Why AI can describe taste but not taste (highentropythoughts.substack.com)

🤖 AI Summary
Anecdote meets theory: describing an obscure fruit like sapota exposed why humans seamlessly convey taste while AI can only talk about it. The author frames human communication as Shannon-style encoding—shared “codebooks” built from direct experience, analogies and world models that let listeners reconstruct sensations from sparse language. Large language models, by contrast, are trained with next-token prediction (NTP) on massive text corpora; they tune billions of parameters by gradient descent to become statistical mirrors of human discourse. That makes LLMs excellent at generating fluent descriptions and analogies (a “statistical echo” of collective experience) but not at producing the raw qualia of taste, because their inputs lack embodied sensory grounding.
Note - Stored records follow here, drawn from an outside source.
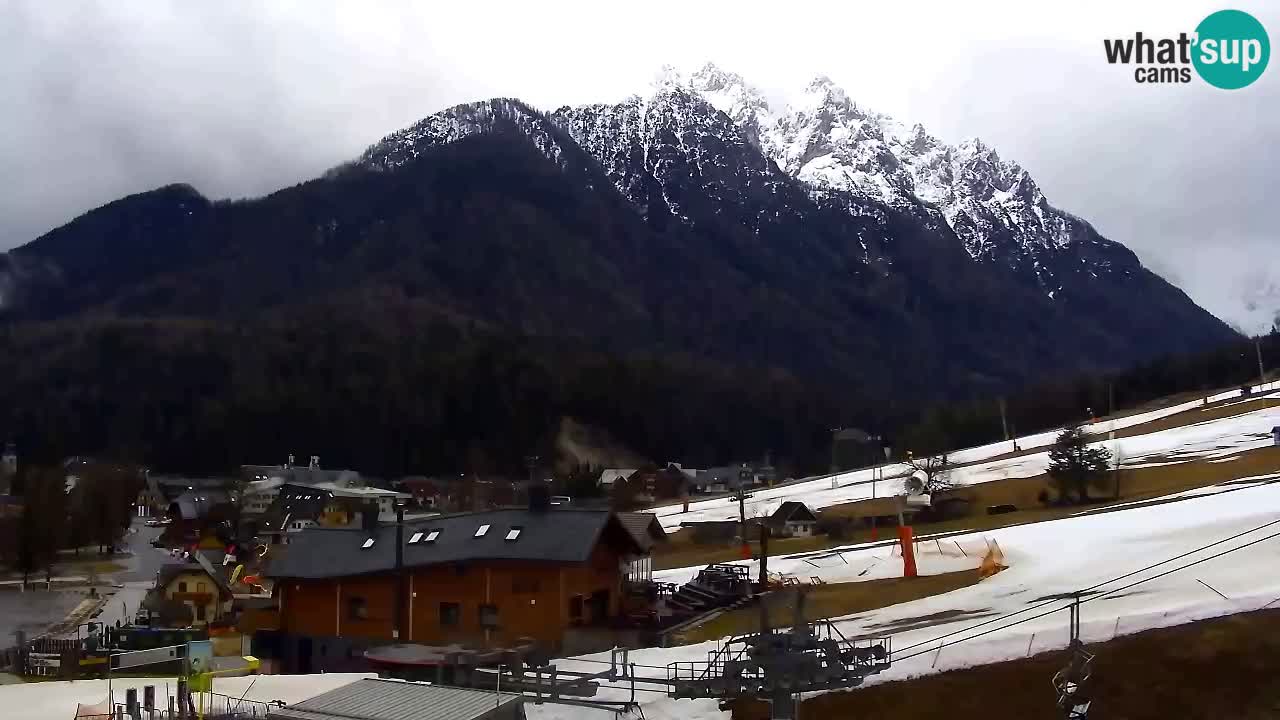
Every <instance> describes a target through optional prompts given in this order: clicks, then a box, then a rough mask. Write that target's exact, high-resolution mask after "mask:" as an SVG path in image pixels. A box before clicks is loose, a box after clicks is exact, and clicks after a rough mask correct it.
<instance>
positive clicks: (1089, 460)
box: [1048, 425, 1111, 502]
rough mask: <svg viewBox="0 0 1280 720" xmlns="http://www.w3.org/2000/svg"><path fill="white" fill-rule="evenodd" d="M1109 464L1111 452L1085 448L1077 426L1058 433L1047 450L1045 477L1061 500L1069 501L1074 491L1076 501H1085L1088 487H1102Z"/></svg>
mask: <svg viewBox="0 0 1280 720" xmlns="http://www.w3.org/2000/svg"><path fill="white" fill-rule="evenodd" d="M1110 462H1111V452H1110V451H1108V450H1107V448H1105V447H1089V443H1088V441H1087V439H1085V437H1084V429H1083V428H1082V427H1079V425H1075V427H1071V428H1066V429H1065V430H1062V432H1061V433H1059V436H1057V439H1055V441H1053V447H1052V448H1050V451H1048V474H1050V478H1052V479H1053V483H1055V484H1056V486H1057V491H1059V497H1060V498H1062V501H1070V497H1071V493H1073V492H1074V493H1075V496H1076V501H1078V502H1088V500H1089V486H1101V484H1102V482H1103V480H1105V479H1106V477H1107V470H1108V469H1110Z"/></svg>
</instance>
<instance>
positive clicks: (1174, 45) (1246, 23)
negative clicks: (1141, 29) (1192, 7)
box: [1102, 10, 1271, 90]
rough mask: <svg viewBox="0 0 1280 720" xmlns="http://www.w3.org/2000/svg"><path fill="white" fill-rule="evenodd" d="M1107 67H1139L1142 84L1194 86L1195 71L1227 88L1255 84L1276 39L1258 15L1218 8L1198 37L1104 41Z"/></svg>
mask: <svg viewBox="0 0 1280 720" xmlns="http://www.w3.org/2000/svg"><path fill="white" fill-rule="evenodd" d="M1102 46H1103V50H1106V56H1107V63H1111V64H1112V65H1115V64H1123V65H1137V67H1135V68H1134V73H1133V79H1134V81H1135V82H1140V83H1189V82H1192V70H1193V69H1194V70H1196V74H1198V76H1199V77H1201V79H1203V81H1204V82H1207V83H1210V85H1212V86H1213V87H1220V88H1222V90H1239V88H1242V87H1247V86H1249V85H1252V83H1253V81H1256V79H1258V78H1260V77H1261V76H1262V72H1263V70H1266V69H1267V61H1268V60H1270V59H1271V40H1270V38H1268V37H1267V31H1266V28H1263V27H1262V23H1260V22H1258V19H1257V18H1254V17H1253V15H1251V14H1248V13H1245V12H1242V10H1219V12H1216V13H1213V14H1212V15H1210V17H1207V18H1204V19H1203V20H1201V23H1199V24H1198V26H1196V32H1194V33H1190V35H1188V33H1185V32H1181V33H1179V35H1178V37H1164V38H1155V37H1146V36H1144V35H1143V33H1140V32H1137V33H1134V36H1133V37H1129V38H1119V40H1103V41H1102Z"/></svg>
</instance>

Technical implications for AI/ML: the essay highlights why LLMs show striking emergent abilities in purely linguistic tasks—literature synthesis, tutoring, code refactors—yet fail on physical reasoning, causal dynamics, and tasks requiring sensorimotor priors, producing hallucinations when language alone is insufficient. Adding multimodal data helps mimic embodied interaction but doesn’t guarantee true grounding. The takeaway: progress needs architectures and training regimes that incorporate embodied learning, stronger world-model priors, or bio-inspired inductive biases so models can build shared, experience-derived codebooks—only then might machines move from accurate descriptions toward genuine, grounded understanding.